Ma non è tanto questo il punto focale di questa riflessione. Sebastian ha sbagliato, ha pagato in gara, e per quanto mi riguarda sarebbe eccessivo se si aggiungesse altro ancora. Quello che mi lascia basito è il fatto che si tratti questo episodio come se si stesse parlando di due impiegati del catasto o due chierichetti che bisticciano alla mensa domenicale. Ho letto indignazione in ogni dove che manco il moralizzatore delle Iene: “queste cose non dovrebbero succedere”, “bisogna dare l’esempio”, etc etc. Detto magari da persone che sulle strade di tutti i giorni, nelle quali non si corre, scaricano tutti i santi verso altri automobilisti. Mi chiedo una cosa: sono mesi che si attende la lotta tra Lewis e Seb, ed ora che sono state gettate le maschere ci si indigna? E come pensavate che potesse accendersi la rivalità, a finte pacche sulle spalle, giganteschi “volemose bene” a caratteri cubitali sui giornali e cuoricini in diretta TV? Dai, per favore, non martoriamoci l’intelligenza.

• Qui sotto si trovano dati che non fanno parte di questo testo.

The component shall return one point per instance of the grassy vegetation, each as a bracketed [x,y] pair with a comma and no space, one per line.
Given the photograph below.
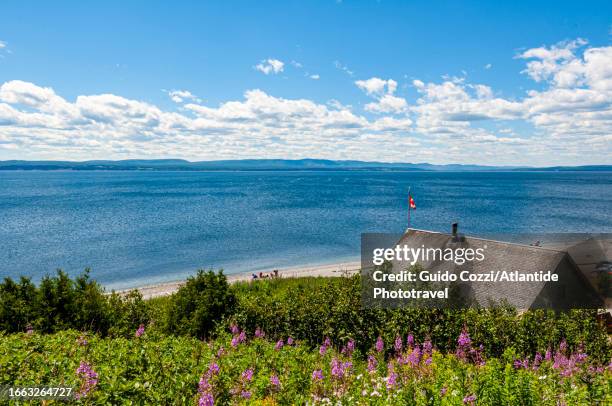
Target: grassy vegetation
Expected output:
[121,349]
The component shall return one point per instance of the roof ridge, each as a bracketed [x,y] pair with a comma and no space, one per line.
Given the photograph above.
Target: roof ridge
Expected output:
[488,239]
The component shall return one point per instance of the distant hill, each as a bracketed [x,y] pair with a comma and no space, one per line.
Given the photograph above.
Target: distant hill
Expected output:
[267,165]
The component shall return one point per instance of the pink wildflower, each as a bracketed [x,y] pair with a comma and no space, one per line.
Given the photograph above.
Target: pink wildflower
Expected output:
[89,379]
[380,345]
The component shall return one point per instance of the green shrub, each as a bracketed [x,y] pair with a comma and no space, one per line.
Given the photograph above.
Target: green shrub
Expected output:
[199,305]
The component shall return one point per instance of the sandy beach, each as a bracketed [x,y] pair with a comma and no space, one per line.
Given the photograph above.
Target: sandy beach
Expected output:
[327,270]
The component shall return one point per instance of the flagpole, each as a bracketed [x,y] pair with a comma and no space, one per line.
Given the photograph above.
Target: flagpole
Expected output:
[409,207]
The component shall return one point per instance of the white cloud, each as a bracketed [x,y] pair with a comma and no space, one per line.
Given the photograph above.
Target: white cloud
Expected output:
[180,96]
[567,120]
[270,65]
[343,68]
[383,91]
[387,104]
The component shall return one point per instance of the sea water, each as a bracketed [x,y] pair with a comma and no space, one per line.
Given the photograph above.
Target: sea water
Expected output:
[136,228]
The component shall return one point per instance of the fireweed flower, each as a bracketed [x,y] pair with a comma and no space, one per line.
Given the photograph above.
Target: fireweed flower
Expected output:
[317,375]
[206,399]
[259,333]
[427,347]
[372,363]
[205,391]
[548,355]
[464,338]
[469,400]
[89,379]
[247,375]
[537,360]
[391,380]
[240,338]
[410,340]
[380,345]
[350,347]
[398,344]
[414,358]
[213,369]
[82,341]
[337,369]
[563,346]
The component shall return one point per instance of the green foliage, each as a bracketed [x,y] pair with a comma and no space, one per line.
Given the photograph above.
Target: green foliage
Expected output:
[61,303]
[307,309]
[312,308]
[161,369]
[199,305]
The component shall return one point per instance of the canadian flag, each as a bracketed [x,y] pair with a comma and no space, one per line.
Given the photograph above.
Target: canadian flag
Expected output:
[411,202]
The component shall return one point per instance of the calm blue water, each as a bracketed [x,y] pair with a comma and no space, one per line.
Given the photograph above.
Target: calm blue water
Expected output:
[135,228]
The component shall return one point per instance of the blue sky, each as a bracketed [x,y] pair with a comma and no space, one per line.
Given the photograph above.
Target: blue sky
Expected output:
[453,81]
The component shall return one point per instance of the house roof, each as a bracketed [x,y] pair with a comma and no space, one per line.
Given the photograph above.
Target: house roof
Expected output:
[572,290]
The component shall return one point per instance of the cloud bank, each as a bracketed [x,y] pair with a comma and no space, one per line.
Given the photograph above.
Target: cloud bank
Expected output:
[565,119]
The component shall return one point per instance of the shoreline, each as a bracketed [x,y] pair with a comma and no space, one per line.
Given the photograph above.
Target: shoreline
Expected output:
[324,270]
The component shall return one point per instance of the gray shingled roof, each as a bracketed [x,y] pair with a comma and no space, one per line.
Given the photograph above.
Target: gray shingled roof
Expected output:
[571,291]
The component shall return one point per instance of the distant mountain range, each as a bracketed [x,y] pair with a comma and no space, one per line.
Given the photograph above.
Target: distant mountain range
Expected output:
[267,165]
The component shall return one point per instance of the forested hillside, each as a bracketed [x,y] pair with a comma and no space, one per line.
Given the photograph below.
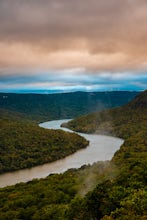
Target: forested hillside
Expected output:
[42,107]
[24,144]
[115,190]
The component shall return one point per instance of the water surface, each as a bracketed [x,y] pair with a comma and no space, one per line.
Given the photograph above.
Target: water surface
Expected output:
[100,148]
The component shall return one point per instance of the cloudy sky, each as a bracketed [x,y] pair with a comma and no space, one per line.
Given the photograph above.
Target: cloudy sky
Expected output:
[70,45]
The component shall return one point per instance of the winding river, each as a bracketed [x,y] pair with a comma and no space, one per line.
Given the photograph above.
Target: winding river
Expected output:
[101,148]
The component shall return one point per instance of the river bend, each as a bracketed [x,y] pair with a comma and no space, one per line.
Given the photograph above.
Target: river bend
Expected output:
[100,148]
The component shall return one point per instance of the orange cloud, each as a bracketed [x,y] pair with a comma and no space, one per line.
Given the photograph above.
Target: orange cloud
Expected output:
[98,35]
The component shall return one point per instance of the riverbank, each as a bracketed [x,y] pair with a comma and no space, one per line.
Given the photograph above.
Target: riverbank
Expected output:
[101,148]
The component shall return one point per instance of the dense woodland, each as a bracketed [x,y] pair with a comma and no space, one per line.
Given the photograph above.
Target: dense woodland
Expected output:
[23,144]
[63,105]
[107,191]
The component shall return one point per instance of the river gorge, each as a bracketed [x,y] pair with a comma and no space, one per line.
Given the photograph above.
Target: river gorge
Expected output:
[100,148]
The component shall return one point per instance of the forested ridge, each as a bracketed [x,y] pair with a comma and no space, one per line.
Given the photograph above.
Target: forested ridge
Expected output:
[115,190]
[23,144]
[43,107]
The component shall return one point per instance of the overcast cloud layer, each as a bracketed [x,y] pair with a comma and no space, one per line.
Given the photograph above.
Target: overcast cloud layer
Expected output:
[62,37]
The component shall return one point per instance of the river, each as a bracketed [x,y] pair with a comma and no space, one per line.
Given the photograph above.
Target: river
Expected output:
[100,148]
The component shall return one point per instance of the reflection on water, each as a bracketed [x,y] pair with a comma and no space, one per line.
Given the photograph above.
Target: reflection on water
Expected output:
[101,148]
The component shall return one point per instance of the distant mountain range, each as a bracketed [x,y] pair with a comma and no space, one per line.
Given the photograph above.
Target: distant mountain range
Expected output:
[43,107]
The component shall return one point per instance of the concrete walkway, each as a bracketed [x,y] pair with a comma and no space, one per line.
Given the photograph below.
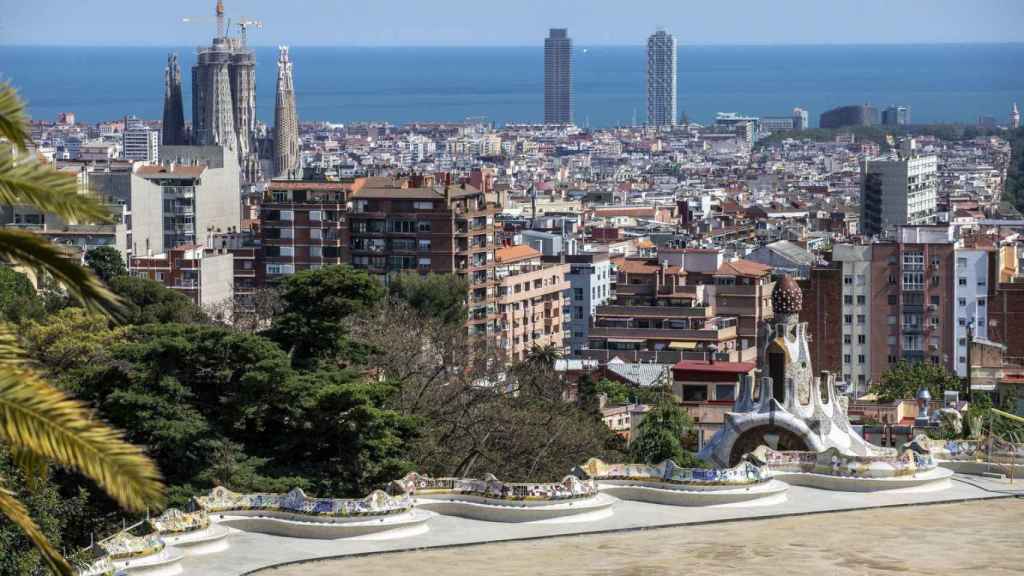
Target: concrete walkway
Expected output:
[251,551]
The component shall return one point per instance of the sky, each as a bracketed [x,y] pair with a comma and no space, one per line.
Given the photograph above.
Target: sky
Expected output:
[515,23]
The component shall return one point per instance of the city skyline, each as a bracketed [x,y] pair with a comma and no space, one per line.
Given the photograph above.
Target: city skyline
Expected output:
[456,23]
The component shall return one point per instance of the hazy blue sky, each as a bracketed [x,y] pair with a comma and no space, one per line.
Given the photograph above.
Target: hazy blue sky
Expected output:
[450,23]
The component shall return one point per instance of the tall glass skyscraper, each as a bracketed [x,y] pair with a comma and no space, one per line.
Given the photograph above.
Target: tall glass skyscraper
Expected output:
[662,78]
[558,77]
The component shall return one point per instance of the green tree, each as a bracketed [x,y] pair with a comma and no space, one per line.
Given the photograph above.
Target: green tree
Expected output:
[18,299]
[436,295]
[105,262]
[902,381]
[660,434]
[38,422]
[147,301]
[315,305]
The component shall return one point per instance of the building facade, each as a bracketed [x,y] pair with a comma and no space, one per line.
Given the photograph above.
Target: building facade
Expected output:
[530,301]
[662,79]
[558,77]
[205,277]
[420,224]
[304,224]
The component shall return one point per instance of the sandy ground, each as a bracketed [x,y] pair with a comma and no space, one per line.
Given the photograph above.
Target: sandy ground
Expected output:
[981,537]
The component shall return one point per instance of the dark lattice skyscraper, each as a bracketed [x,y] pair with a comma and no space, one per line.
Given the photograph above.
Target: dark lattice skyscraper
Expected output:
[286,122]
[558,77]
[662,79]
[174,118]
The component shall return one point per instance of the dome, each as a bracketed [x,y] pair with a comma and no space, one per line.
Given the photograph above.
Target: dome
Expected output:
[786,297]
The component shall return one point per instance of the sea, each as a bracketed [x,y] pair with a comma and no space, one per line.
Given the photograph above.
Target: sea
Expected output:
[940,83]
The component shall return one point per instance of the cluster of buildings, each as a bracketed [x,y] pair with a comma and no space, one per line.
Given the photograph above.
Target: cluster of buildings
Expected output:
[643,254]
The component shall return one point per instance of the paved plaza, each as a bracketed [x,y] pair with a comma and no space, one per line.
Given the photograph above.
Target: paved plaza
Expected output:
[251,551]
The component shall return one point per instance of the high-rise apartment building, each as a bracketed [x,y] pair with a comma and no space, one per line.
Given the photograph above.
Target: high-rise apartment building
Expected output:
[224,97]
[421,224]
[898,191]
[174,121]
[193,193]
[558,77]
[139,142]
[530,301]
[896,116]
[848,116]
[286,122]
[800,119]
[662,79]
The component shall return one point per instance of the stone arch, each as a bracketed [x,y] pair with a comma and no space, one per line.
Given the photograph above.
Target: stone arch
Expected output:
[774,436]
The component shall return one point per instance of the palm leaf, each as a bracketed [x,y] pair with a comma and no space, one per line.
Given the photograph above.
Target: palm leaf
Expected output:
[36,416]
[26,181]
[31,250]
[14,510]
[13,120]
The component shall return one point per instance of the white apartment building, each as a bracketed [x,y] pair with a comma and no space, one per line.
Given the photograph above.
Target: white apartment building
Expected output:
[856,317]
[898,191]
[971,301]
[140,142]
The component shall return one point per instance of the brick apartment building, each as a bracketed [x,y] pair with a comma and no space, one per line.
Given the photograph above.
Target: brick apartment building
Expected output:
[530,300]
[303,224]
[421,224]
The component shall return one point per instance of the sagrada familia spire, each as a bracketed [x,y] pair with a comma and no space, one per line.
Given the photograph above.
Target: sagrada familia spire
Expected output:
[286,122]
[174,119]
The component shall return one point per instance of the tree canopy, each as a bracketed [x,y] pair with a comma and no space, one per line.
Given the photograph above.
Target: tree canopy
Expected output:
[902,381]
[105,262]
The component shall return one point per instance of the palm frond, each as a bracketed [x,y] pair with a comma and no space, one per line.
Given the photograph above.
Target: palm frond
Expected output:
[27,181]
[31,250]
[13,120]
[36,416]
[14,510]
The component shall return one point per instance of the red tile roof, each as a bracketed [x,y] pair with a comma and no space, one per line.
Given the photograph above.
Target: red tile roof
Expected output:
[514,253]
[705,366]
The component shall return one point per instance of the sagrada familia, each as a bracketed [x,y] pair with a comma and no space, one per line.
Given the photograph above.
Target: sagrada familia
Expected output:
[223,104]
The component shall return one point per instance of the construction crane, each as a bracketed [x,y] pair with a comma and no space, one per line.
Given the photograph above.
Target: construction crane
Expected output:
[245,24]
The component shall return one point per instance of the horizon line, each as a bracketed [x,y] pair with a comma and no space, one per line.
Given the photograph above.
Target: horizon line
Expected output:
[577,45]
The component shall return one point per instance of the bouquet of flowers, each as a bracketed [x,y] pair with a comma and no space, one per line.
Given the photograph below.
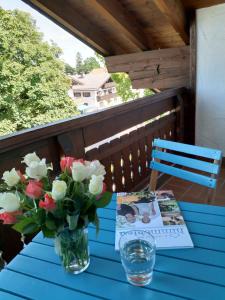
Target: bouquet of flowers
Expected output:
[61,208]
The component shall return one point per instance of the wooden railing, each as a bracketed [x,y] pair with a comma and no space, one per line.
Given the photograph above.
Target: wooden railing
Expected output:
[105,135]
[121,137]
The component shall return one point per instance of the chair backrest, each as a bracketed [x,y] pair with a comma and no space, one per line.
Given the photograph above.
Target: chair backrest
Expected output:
[210,168]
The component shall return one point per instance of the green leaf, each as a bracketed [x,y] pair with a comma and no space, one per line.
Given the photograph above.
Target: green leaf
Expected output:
[26,226]
[30,228]
[48,233]
[50,224]
[104,200]
[72,221]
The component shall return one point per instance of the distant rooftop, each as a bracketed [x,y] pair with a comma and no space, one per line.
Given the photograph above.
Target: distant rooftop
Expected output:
[92,81]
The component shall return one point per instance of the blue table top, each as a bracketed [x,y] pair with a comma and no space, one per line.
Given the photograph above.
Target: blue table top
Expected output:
[198,273]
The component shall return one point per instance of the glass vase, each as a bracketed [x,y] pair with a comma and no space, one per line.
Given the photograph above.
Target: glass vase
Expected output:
[72,247]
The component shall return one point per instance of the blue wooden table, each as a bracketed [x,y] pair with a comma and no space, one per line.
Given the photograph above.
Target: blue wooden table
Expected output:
[198,273]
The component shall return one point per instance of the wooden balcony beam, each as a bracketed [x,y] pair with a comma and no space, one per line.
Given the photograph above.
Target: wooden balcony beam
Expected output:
[174,12]
[162,69]
[121,20]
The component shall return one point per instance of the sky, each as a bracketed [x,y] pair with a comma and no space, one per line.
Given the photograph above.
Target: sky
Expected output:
[68,43]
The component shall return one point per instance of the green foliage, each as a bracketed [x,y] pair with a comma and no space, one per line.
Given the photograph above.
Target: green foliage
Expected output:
[124,87]
[69,70]
[33,83]
[90,63]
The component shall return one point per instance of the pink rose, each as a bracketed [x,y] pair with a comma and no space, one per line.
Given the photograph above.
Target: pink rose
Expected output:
[104,189]
[48,204]
[22,177]
[9,218]
[34,189]
[66,163]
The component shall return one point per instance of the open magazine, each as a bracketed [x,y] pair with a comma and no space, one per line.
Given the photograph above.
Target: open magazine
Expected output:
[156,212]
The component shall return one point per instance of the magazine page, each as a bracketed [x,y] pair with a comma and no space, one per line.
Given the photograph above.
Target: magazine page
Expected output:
[157,213]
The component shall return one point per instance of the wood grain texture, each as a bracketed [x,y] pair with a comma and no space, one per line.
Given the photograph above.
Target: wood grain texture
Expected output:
[162,69]
[174,12]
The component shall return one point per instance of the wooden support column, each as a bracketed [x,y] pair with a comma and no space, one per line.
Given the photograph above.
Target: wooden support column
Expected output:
[192,94]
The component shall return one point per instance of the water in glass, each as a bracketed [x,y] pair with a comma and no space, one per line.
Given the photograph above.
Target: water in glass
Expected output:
[137,249]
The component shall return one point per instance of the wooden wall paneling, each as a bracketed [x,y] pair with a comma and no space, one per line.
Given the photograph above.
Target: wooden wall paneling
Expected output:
[140,61]
[117,169]
[72,143]
[106,128]
[127,167]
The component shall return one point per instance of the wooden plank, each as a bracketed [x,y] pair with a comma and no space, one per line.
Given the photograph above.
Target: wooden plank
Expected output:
[161,82]
[33,288]
[187,162]
[29,136]
[169,57]
[108,264]
[189,149]
[180,173]
[117,123]
[193,4]
[121,21]
[72,143]
[103,287]
[175,14]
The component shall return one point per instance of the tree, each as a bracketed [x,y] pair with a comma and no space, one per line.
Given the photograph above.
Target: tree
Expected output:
[90,63]
[33,84]
[79,64]
[69,70]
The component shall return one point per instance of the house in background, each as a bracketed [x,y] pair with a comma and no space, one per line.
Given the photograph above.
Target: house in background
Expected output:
[94,90]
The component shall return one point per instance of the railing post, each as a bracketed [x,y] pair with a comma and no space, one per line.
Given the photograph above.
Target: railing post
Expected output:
[72,143]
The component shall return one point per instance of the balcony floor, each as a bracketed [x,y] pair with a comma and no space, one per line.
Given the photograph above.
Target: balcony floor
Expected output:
[191,192]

Quello che è successo domenica è stato tremendamente sincero dopo settimane di fintume preconfezionato. Quella di Baku è stata una delle battaglie psicologiche alle quali assisteremo da ora in poi: battaglia vinta da Hamilton che, telemetria o meno importa relativamente, il tranello l’ha piazzato con Vettel che c’è cascato con tutte le scarpe, i guanti e il casco. Ne ho sentiti almeno tre (Villeneuve, Capelli e Stewart) sottolineare la malizia di Lewis seppur nei limiti del regolamento sportivo, quindi basta con la storia dell’impeccabile perché non fa un favore nemmeno a lui. Qui si tratta di Formula 1 e non di messa, e per esser lì bisogna essere stronzi, egoisti e pronti a tutto. E se ci scappa la scorrettezza è inutile indignarsi oltre la soglia del giusto, perché la storia di questo sport è colma di episodi del genere. E ci vorrebbe del bel coraggio per sostenere che senza scorrettezze e azioni al limite tutti conoscerebbero la Formula 1 allo stesso modo. Perché vorrebbe dire cancellare dalla memoria un Hunt che prende a pugni un commissario, Piquet che si improvvisa boxeur con Salazar, Prost che inizia la chicane di Suzuka dalla 130R, Senna che medita per un anno e poi applica la vendetta quasi tentando un omicidio (e questo è ben peggio di una reazione istintiva, chiariamoci), Schumi che rifina la fiancata a Jacques ad Jerez e tutto quello che volete aggiungere.

Cioè davvero volete farmi credere che la vostra Formula 1 ideale sia quella in cui sono tutti amicici, si vogliono bene e se uno perde il mondiale all’ultima curva porta in trionfo il vincitore? Su quale pianeta? L’avete visto com’è finito l’ultimo mondiale, vero? Ragazzi, non prendiamoci in giro. Il sale delle corse è costituito dalle lotte. E le lotte, implicitamente, sono barbare, all’ultimo sangue e possono (ripeto, possono, non devono per forza) sfociare in esagerazioni come quella vista domenica. Io non ho, e non voglio avere, la presunzione di sapere cosa succede dentro quelle monoposto quando l’adrenalina è alle stelle, nemmeno quella di poter capire cosa passa per la testa di un pilota in determinati momenti, e pertanto come posso sentenziare su comportamenti e reazioni che non ho mai provato sulla pelle? Tirare una ruotata ad un avversario in una situazione come quella di domenica è sbagliato, certo: chi è però sicuro al 100% che non avrebbe fatto lo stesso alzi la mano. Io non ce la faccio, nonostante l’episodio sia ormai stato sviscerato con tanto di telemetrie e quant’altro.

Pertanto, va bene la condanna dei gesti poco sportivi, ma non parliamone come se in passato sia stato sempre tutto rose e fiori. Perché se la F1 è questa lo è anche per le controversie che ancora ricordiamo, alle quali si aggiungerà (purtroppo per Vettel) quella di domenica. Ma finiamola qui e non prendiamoci in giro con moralismi che lasciano il tempo che trovano.